Hilton Hotel, Florida, February 18, 2015
How to Ask a Question and Receive the Answer you Need
In the classic film Yental starring Barbara Streisand, the young student wishing to be accepted into the Yeshiva, the rabbinical academy, is asking the head rabbi many questions.
Finally the student says, "I am sorry, my father always said I ask too many questions". The wise elderly rabbi responds, "In this academy we judge our students by their questions, not only by their answers, welcome to our academy my child".
In the Ethics of the Fathers our ancient rabbis teach us, the bashful one does not learn and the strict one does not teach.
We encourage questioning, but in the proper way.
There is a way to ask that challenges and offends the person being asked and there is a way to ask that honors both.
There is a way to ask that can only trigger a defensive angry response and there is a way to ask that is truly seeking wisdom and understanding.
To get the answer you need, you need to know how to ask. There is an art of knowing how to ask.
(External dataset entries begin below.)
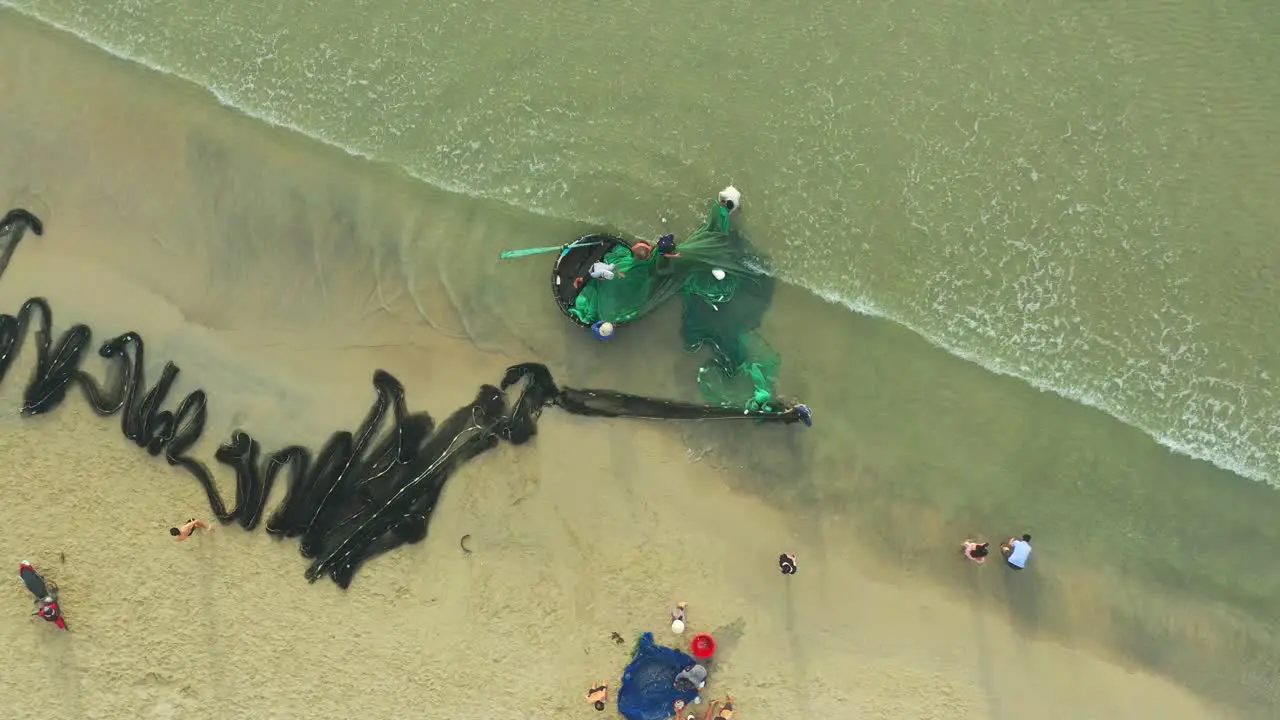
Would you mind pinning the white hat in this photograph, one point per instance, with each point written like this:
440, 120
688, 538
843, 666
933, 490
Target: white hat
732, 197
Go to any press conference, many of the questions are asked only to provoke the speaker, to upset him and make him look foolish.
Before you ask a question, ask yourself what it is you wish to achieve by this question. The first question must be to yourself; your true purpose and intention.
The correct question can lead to growth, but asked in the wrong way can lead to anger, friction and conflict.
The first thing to remember is that we all have egos, all of us. This does not mean that we are ego-maniacs, only that we can be easily hurt. I have seen this in the toughest and baddest Krav Maga instructors and martial arts champions.
When someone says to me, "This technique does not work." Well, my reaction is, attack me and I will show you that it works.
Usually I teach at 5% intensity level. But if you challenge me I might go harder, with more aggression. My ego might get the better of me and I might hurt someone.
Asked in the correct way this will never happen.
A better way to ask would be, "I am having difficulty making this technique work for me, can you take a look and see if I am doing anything wrong?" or "perhaps I am missing something but I just do not understand how this will work."
Do not Tell me that it is wrong. If that is the case then you should be the teacher, not me.
Years ago a young woman named Naomi asked me this question. I had been teaching a gun defense technique that I was taught by my teacher. She asked me in the nicest way. I said lets take a look and see if you are doing anything wrong.
She was not.
We analyzed the technique and found that in fact she was correct. There were some inherent problems in this technique which neither me nor my teacher had noticed. We made some changes and I have been teaching the updated technique ever since.
This technique is now being taught all over the world and I know of at several instances where it was used effectively on the street by our students.
A question asked in the correct way can save lives.
A young man confronted a rabbi and said, "Rabbi, I do not believe there is a God, prove it to me now!"
The rabbi said, "And if I did, would you believe in God?" and walked away.